Director: Dr. Marc-Henri Derron
Experts: Prof. Michel Jaboyedoff, MSc. Antoine Guerin
In the field of risk analysis related to rock instabilities, temperature measurement can yield useful information in terms of stability. Indeed, temperature differentials can sometimes indicate elements that are invisible to the naked eye (eg presence of discontinuities, voids, fractured zones or exfoliation layers in certain geologies). Therefore, measuring large-scale temperatures could be beneficial in this area.
In this perspective, infrared thermography appears to be a particularly suitable tool. Indeed, the infrared thermography is a method of remote sensing that allows the instantaneous measurement of the temperature over an entire surface. This one results from the recording of a signal which is a function of the amount of infrared radiation received at the surface of the sensor. By transforming the latter into temperature using calibration curves specific to each thermal camera, this technique makes it possible to measure the surface temperature of an object remotely and rapidly.
However, this method is very sensitive to many parameters which, if not taken into account, can distort the measurement and cause artefacts. Therefore, a good understanding of the influencing parameters is necessary in order to bring the measured temperature closer to the actual temperature of the object under study. To do this, a good parameterization of the camera is necessary and this results from a good understanding of the phenomena that can influence the thermographic measurement. These may be related to 1) the nature of the surface studied (type of rock, alteration, roughness, oxidation) 2) the state of the environment in which the measurement is carried out (influence of the environment) and 3) The geometrical arrangement between the camera and the object studied (distance, angle of incidence).

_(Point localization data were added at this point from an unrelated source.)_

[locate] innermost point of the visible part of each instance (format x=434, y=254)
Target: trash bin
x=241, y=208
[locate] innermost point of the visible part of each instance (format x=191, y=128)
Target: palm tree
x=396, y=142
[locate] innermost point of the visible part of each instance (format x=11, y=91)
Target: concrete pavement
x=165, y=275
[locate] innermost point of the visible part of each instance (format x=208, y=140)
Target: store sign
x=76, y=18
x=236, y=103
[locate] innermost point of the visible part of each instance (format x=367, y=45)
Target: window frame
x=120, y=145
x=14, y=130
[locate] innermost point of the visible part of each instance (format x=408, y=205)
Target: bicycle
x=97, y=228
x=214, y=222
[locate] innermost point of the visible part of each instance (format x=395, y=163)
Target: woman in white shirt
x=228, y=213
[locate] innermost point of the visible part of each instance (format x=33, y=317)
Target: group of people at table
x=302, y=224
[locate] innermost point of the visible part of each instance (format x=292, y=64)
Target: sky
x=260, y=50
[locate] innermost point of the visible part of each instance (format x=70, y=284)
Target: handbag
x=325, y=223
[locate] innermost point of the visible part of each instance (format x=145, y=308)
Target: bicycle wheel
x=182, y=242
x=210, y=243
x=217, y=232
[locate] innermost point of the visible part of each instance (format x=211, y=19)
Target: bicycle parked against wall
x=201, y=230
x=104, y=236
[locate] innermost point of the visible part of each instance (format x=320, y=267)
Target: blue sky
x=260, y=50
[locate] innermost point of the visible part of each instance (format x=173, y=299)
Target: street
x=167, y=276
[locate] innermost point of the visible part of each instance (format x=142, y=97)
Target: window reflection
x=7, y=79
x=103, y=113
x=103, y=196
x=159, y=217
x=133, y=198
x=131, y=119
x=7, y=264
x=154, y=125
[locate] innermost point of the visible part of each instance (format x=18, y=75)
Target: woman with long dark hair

The objective of this work is to: understand the theoretical notions specific to infrared thermography, assimilate the operation of the camera used and propose an adequate acquisition protocol, evaluate the impact of different influential parameters with the achievement of some experiments, propose a three-dimensional model of correction of apparent temperatures using a coupling between the thermal camera and a terrestrial laser scanner and finally propose a method to achieve thermal panoramas on a large scale thanks to the coupling between the thermal camera and a “GigaPan” panoramic head device.